I also have an undergraduate degree that allows me to teach American history, although I never did that.  I'm and Eagle Scout.  For twenty years, I've listened to the NPR commentators recite the Declaration of Independence every July 4th.  I've marched in countless protest marches, and I've served as a County legislator.  Which is to say, I am an American, immersed in America and all it means.  I get America.

In the new world, America will be different.  Not simply because of the pandemic; changes were coming before it started.  Are we an empire in decline, like so many others before us?  So much of the news seems to be about the US being left behind.  

"America's story is in trouble," the New York Times tells us.  “To a historian it’s nothing new, that’s what happens. It’s a very familiar story in world history that after a certain amount of time a power declines... You accumulate problems, and because you’re such a strong player, you can carry these dysfunctionalities for a long time... Until something happens and you can’t anymore.”

I think there is much of value in America, the great experiment.  I don't mean the easy patriotism of flags and fireworks, but the hard work of democracy - a republic, if we can keep it.  

So – a new America in the new world. What will it begin to look like?  

Friday, April 24, 2020

The New New World

The new world.

Not really new, back when Europeans invaded the Western Hemisphere, but it certainly was never the same again.  Flourishing civilizations of stunning diversity disappeared - in historical terms - overnight.  So - it was new to the Europeans, but also old: cultured, fertile, prosperous and beautiful.  And violent and terrifying as well.

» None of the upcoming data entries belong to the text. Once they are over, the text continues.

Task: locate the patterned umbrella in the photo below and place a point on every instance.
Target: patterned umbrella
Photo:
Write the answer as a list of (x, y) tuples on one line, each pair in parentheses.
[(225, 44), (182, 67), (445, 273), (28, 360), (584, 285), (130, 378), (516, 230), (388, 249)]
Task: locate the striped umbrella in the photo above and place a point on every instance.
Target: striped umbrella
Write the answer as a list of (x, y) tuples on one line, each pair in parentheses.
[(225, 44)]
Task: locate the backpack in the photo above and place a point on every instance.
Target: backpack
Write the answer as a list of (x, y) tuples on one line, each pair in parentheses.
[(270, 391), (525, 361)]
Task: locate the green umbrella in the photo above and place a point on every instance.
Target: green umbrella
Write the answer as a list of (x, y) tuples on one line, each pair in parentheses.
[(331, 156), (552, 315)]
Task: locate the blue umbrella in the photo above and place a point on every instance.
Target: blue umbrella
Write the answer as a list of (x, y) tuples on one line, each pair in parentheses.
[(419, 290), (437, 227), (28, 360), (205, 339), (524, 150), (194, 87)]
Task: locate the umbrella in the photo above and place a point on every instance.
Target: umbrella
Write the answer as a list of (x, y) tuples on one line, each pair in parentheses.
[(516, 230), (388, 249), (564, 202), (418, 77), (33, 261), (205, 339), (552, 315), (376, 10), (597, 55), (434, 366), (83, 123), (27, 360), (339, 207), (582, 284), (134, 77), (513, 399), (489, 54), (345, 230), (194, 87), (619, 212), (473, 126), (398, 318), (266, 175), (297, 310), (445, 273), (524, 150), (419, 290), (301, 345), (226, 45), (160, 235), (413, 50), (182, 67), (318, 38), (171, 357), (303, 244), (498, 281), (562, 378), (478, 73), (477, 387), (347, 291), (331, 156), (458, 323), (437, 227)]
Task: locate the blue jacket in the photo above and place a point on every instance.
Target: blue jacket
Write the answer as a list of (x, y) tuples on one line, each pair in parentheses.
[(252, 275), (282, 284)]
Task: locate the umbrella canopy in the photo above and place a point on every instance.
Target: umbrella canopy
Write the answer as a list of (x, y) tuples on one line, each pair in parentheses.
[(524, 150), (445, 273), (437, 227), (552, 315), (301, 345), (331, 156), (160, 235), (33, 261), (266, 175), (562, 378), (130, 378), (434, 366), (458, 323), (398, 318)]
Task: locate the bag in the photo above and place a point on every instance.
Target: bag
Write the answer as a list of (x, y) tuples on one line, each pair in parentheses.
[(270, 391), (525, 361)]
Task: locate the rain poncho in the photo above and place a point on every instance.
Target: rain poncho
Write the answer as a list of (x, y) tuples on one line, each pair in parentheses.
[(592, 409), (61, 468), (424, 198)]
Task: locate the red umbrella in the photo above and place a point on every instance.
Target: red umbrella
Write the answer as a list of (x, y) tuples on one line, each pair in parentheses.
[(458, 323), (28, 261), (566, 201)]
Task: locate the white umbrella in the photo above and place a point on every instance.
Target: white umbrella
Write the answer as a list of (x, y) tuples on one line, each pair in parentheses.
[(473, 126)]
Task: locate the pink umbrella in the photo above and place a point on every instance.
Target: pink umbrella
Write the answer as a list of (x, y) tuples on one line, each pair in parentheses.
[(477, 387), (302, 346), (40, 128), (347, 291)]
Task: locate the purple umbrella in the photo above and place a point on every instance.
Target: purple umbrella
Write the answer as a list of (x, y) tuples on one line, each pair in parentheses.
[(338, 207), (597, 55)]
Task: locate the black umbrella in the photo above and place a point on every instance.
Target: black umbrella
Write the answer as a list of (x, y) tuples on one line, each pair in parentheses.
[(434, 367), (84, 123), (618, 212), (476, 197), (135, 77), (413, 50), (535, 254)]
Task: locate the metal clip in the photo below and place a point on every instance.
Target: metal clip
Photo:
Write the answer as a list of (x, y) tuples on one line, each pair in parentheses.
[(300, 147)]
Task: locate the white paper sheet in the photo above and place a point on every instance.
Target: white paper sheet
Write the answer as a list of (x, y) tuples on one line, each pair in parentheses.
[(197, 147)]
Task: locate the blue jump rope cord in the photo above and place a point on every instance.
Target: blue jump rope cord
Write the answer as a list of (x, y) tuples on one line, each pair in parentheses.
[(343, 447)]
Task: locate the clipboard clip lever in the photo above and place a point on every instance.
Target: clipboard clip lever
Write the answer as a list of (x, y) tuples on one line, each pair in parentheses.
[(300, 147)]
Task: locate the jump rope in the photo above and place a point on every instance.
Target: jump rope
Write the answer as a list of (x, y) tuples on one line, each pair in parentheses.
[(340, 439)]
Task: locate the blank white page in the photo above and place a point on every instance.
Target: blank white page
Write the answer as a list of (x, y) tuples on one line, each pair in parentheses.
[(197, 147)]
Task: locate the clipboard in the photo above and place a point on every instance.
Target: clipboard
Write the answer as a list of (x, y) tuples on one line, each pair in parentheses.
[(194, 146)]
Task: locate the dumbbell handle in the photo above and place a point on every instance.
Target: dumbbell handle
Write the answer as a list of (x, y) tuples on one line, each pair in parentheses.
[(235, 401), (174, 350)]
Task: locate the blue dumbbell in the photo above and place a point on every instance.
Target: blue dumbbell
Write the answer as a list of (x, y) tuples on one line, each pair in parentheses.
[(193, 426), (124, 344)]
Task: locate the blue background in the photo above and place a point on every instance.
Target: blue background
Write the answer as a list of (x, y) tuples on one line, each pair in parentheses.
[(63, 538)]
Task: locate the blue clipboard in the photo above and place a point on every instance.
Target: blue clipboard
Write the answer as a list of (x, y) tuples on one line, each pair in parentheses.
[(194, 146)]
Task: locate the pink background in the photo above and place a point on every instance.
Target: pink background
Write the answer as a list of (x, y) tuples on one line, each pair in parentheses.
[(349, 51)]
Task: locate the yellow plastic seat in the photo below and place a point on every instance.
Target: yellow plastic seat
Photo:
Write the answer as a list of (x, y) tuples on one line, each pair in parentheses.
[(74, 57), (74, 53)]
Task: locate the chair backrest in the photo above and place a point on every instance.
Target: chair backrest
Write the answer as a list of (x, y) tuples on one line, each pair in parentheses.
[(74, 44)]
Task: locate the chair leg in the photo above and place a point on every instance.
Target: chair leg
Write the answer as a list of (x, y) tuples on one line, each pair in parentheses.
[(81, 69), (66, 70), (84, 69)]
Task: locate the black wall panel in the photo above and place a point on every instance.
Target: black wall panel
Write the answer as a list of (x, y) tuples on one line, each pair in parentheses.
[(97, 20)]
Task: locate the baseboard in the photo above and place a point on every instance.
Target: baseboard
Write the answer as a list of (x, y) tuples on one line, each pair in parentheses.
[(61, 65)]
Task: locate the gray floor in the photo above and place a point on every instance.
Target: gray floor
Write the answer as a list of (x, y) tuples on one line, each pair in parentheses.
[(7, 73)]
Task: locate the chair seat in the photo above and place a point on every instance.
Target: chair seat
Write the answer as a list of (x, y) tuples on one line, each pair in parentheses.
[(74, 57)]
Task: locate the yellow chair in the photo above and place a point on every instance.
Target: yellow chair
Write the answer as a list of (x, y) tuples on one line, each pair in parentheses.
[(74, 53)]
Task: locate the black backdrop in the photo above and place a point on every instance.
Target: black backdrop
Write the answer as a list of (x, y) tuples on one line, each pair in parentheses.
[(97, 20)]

Right now, I feel like the third mate on the Santa Maria, halfway across the Atlantic.  Heading for that new world or - a non-trivial chance, depending on how superstitious I was - for a sudden, lurching leap off the edge of the world.

As it turned out, things ended up working in the "new" world pretty much the same as they had worked in the old world.  Rich white men controlled all the choices, and the choices were usually bad news for anyone not rich, white and male.

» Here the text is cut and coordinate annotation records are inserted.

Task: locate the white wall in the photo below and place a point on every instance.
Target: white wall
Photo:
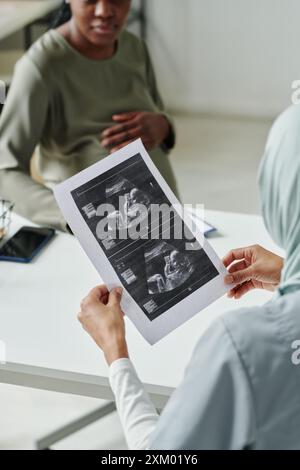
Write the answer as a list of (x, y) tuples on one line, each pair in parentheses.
[(226, 56)]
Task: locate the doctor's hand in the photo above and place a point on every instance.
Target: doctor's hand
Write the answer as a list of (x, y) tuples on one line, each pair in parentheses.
[(152, 128), (252, 267), (101, 316)]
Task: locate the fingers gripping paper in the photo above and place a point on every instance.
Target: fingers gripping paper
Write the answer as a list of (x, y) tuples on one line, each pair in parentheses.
[(137, 235)]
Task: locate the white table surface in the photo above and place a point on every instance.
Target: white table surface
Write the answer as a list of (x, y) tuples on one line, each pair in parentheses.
[(15, 15), (48, 349)]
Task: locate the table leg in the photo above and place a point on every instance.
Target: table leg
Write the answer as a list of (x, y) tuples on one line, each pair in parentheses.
[(60, 434)]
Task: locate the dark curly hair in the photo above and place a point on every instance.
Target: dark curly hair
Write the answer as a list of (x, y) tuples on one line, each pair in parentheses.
[(63, 15)]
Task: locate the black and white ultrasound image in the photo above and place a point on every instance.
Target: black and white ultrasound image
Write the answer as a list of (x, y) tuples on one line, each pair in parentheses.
[(157, 269)]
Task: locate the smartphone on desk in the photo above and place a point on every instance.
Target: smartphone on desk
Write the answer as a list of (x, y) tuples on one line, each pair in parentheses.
[(26, 244)]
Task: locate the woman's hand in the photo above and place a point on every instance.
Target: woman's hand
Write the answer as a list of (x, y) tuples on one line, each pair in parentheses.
[(101, 316), (152, 128), (250, 268)]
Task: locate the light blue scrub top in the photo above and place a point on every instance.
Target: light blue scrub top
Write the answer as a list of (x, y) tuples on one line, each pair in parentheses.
[(241, 389)]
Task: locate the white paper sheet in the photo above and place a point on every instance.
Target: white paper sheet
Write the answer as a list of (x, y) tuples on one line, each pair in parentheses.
[(165, 282)]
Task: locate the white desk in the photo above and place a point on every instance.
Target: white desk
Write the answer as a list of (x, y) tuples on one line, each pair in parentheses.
[(16, 15), (48, 349)]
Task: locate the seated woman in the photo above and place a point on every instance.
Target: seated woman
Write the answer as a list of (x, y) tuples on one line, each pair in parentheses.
[(241, 388), (81, 91)]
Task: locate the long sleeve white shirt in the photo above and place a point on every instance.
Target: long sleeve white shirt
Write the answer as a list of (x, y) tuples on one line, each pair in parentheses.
[(240, 389)]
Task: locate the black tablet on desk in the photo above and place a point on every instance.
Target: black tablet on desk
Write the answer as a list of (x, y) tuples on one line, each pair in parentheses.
[(26, 244)]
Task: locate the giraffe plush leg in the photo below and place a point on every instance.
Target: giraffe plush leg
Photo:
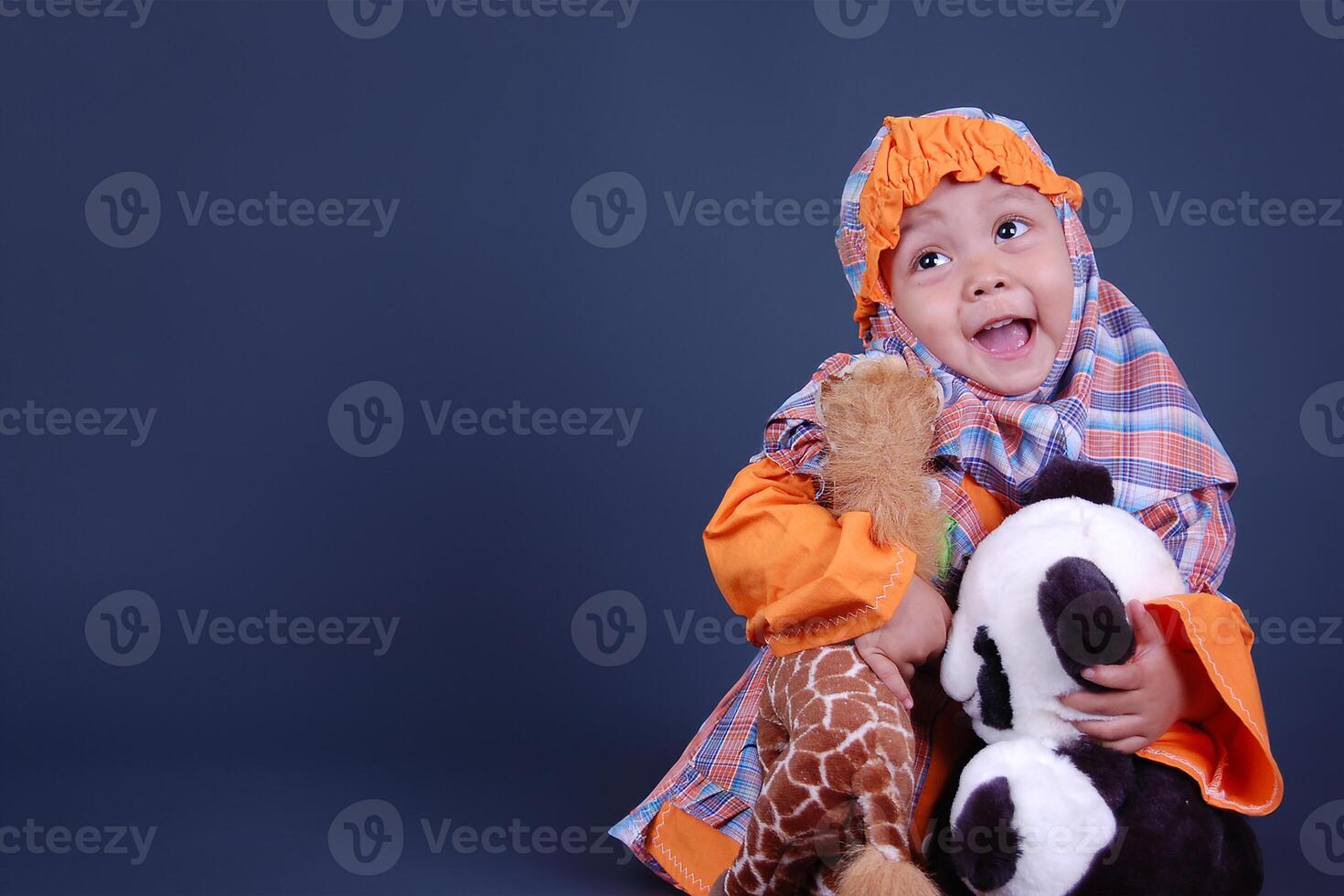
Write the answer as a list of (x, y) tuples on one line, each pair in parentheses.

Today, when the world is very much the same in many ways, we have taken almost everything apart and have no idea how, or whether, it will be put back together. 

So - a new world?  No one knows.  But we must assume that there are a lot of rich white males planning for the post-virus world right now.  What will we see when we see the rising sun reflected on the coast of San Salvador?  How will we know how to see it, or even to know that the dawn is breaking and there is something to see?

I like to read, listen, think and write.  So here we go.